Thursday, March 23, 2006

Canadian banks now get you coming AND going

Two weeks ago I received notice from TD Canada Trust that they were revamping their line of chequing accounts on May 1, 2006. I casually glanced at the planned changes for my account and there wasn't much to really be concerned about. The greatest change was NSF charges were being increased by a whopping 25% from $30.00 to $37.50, but I have been fortunate to have avoided discovering that the charge somehow went up to $30.00 from whatever it was some time in the past. I therefore dismissed the letter as being relatively insignificant.

I opened up my office mail this morning as I do most days. I found a notice from TD Canada Trust - but this after reading this epistle, I was speechless, enraged and positively apoplectic. I am the associate director of a non-profit, charitable organization. In the good old days, we enjoyed a bank account with few service charges. But that was earlier in this decade where quarterly net earnings for TD Bank were in the $200 million range. I suppose its investors decided that it wasn't enough.

As they were not making any money on the back of my charitable organization, they axed the account type. They did not even offer to grandfather us. We were offered a basic community account that would see us pay $10 per month plus "X" additional charges based on the number of monthly transactions. We could have those charges waived (the additional ones, not the base amount) if we maintained a balance somewhere north of $20,000 throughout a given month. Thanks alot, TD Canada Trust!

That wasn't good enough either. It seems that TD Bank is not competitive enough (according to my branch manager today). While TD Bank reported quarterly net earnings in the $200 million range 4+ years ago, their website reports that in Q1 of 2006, adjusted net income was $835 million dollars. That is in the first quarter of 2006. The first three months of 2006. Total income for 2005 was in excess of $2.5 billion. I guess they're aiming to eclipse that mark this year. How?

My so-called community account now has a monthly maximum cash deposit limit of $2,000. I also can only get 10 cheques deposited to my account for "free". It gets better. For each additional $1,000 in cash I try to deposit to my account, I will be assessed a $2.10 charge. For cheques 11 and up in a given month, I will be charged 16 cents. It's a wonder I don't get GST charged on top of that. CRAP - nobody tell the CRA about this. Oh, I suppose the taxes are included.

It wasn't good enough that we get nailed for every withdrawl we make from an ATM as individuals. It apparently isn't sufficient to skim off another buck or two as a so-called convenience charge when using another bank's machine. Convenience my foot! Now I'm getting penalized FOR DEPOSITING MONEY INTO MY BANK ACCOUNT! Um... isn't that what a bank is for?

The branch manager (who resembled a cabinet minister in Question Period on Parliament Hill) tried to justify this change by explaining that large cash deposits or deposits with many cheques require more effort on the part of bank staff to complete the transaction. IT'S A BANK - PROCESSING CASH AND CHEQUES IS WHAT THEY DO!!!

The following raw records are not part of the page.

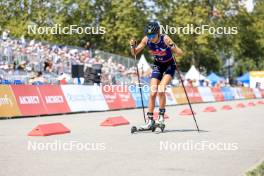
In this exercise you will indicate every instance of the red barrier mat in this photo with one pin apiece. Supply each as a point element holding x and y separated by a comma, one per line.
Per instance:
<point>209,109</point>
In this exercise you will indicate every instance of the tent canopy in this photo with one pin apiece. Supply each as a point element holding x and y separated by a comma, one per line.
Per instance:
<point>193,74</point>
<point>244,78</point>
<point>214,78</point>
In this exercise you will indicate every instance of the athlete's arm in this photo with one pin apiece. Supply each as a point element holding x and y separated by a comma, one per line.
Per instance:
<point>140,47</point>
<point>174,48</point>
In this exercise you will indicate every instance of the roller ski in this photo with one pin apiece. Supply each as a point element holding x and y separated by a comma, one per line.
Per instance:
<point>150,125</point>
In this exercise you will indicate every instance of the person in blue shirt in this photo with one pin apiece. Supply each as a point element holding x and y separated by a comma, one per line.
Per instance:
<point>162,49</point>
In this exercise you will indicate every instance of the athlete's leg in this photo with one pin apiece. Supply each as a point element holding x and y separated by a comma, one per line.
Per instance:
<point>153,93</point>
<point>162,88</point>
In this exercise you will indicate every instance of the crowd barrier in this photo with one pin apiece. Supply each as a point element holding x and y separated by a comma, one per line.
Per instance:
<point>32,100</point>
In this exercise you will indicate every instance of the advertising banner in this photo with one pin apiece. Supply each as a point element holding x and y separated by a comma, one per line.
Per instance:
<point>76,97</point>
<point>95,98</point>
<point>53,99</point>
<point>257,93</point>
<point>118,97</point>
<point>217,94</point>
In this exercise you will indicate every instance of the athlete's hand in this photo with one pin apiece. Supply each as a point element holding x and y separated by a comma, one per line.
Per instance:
<point>133,42</point>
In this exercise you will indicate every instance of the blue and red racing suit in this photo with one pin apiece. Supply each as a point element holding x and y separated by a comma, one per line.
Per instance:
<point>163,59</point>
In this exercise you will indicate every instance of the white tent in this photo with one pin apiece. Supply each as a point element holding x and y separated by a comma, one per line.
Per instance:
<point>194,74</point>
<point>143,66</point>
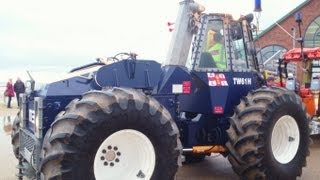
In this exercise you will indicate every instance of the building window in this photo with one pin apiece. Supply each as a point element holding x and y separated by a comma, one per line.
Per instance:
<point>266,53</point>
<point>312,36</point>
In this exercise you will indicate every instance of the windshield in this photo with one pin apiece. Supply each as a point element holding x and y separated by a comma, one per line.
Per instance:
<point>220,46</point>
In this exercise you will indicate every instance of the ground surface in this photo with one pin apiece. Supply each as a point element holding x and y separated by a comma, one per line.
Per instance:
<point>214,167</point>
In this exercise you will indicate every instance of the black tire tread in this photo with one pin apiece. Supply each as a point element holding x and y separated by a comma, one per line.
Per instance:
<point>247,132</point>
<point>65,138</point>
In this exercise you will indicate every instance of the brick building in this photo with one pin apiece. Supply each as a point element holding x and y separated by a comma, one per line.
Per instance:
<point>277,37</point>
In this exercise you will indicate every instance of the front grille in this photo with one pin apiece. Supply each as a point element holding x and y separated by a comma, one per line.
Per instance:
<point>30,147</point>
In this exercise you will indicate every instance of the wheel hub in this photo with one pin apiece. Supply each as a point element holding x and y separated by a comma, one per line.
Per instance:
<point>285,139</point>
<point>110,155</point>
<point>126,154</point>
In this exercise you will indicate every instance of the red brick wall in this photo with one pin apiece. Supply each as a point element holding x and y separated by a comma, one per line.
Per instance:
<point>276,35</point>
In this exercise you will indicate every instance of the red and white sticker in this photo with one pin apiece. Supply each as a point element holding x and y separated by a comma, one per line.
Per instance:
<point>218,110</point>
<point>184,88</point>
<point>217,79</point>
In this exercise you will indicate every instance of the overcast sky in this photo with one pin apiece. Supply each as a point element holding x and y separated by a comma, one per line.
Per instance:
<point>75,32</point>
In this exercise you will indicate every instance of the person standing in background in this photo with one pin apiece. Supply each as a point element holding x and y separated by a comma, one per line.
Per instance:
<point>18,89</point>
<point>9,92</point>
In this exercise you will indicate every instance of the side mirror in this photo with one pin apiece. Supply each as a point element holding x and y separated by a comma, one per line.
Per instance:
<point>236,32</point>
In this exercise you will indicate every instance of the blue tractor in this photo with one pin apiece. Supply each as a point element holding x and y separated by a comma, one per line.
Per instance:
<point>138,119</point>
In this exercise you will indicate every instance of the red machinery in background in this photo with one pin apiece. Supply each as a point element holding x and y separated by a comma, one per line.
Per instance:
<point>309,87</point>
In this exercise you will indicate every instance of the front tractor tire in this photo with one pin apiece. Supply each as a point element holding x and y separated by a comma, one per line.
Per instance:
<point>112,134</point>
<point>269,135</point>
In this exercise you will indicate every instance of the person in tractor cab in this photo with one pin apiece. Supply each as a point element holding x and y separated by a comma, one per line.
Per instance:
<point>270,81</point>
<point>217,49</point>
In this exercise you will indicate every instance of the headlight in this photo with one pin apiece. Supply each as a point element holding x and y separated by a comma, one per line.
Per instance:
<point>38,108</point>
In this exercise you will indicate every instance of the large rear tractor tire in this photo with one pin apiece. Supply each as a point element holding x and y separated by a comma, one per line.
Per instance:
<point>269,135</point>
<point>113,134</point>
<point>15,136</point>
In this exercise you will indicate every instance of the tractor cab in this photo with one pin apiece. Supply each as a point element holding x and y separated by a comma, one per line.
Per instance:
<point>223,44</point>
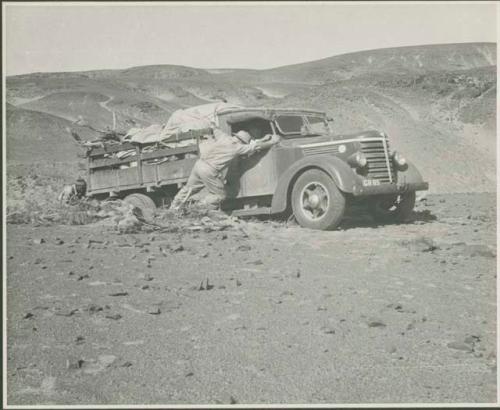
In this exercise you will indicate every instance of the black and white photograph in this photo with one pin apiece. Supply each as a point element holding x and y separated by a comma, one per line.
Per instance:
<point>249,204</point>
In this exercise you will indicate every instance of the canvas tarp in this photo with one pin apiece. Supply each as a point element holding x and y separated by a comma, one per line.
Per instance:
<point>181,121</point>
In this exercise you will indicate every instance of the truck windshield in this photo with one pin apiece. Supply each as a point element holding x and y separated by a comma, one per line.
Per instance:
<point>301,124</point>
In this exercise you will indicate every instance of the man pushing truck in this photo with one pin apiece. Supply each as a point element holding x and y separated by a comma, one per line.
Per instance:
<point>208,170</point>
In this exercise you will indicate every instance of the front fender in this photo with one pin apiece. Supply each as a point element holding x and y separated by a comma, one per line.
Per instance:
<point>410,175</point>
<point>341,173</point>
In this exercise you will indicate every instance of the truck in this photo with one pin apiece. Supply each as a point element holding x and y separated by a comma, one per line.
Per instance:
<point>311,173</point>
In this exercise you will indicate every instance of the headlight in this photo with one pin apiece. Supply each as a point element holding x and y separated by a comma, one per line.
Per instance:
<point>399,160</point>
<point>357,160</point>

She continued to explain that the bank had to bring these fees in to remain competitive. She went on to say that TD Canada Trust is the last bank to institute these fees. They apparently need them to remain competitive. My attempts to put that fact in a positive light (and I tried to act out a potential television commercial inviting potential customers to join TD as the last bastion of banking sanity) fell on deaf ears. I then understood that competitive was not in the terms of the customer, but rather in the terms of shareholders. More profits = happy shareholders. The manager invited me to go check out the other banks. I did. She did not tell one lie. Everyone is doing this, and so far, TD Bank is the last bank to join the party. What I'd like to know from everyone who has been paying these fees (in some cases for over a year now at some banks) is why nobody has screamed bloody murder after being sucked into this scam.

Over the next few days I will be going over my 2005-06 bank activity (total receipts for my organization will be in excess of $400,000) and see how much this revised account structure would have cost us. I estimate that it will be between $500 and $1,000.

I guess I'll have to add a clause in the 2006 direct mail letter asking people who choose to make a donation to add 16 cents to their $25 donation to make sure that we get to make full use of their donated dollar while performing our day-to-day duties that the Canada Revenue Agency categorizes as being charitable activity.

Thanks TD Bank - way to be part of the community. As for all you other banks out there, the same goes for you. Shame on you all. Charities from coast to coast are fighting each other more and more for the donated dollar. Apparently the Canadian banks want their piece of the action too. What can I do?! CIBC, BMO, RBC and ScotiaBank all have revised their business bank account lines as well. I guess the one-size-fits-all approach to life now applies to charities and their bank accounts. Now that's progress.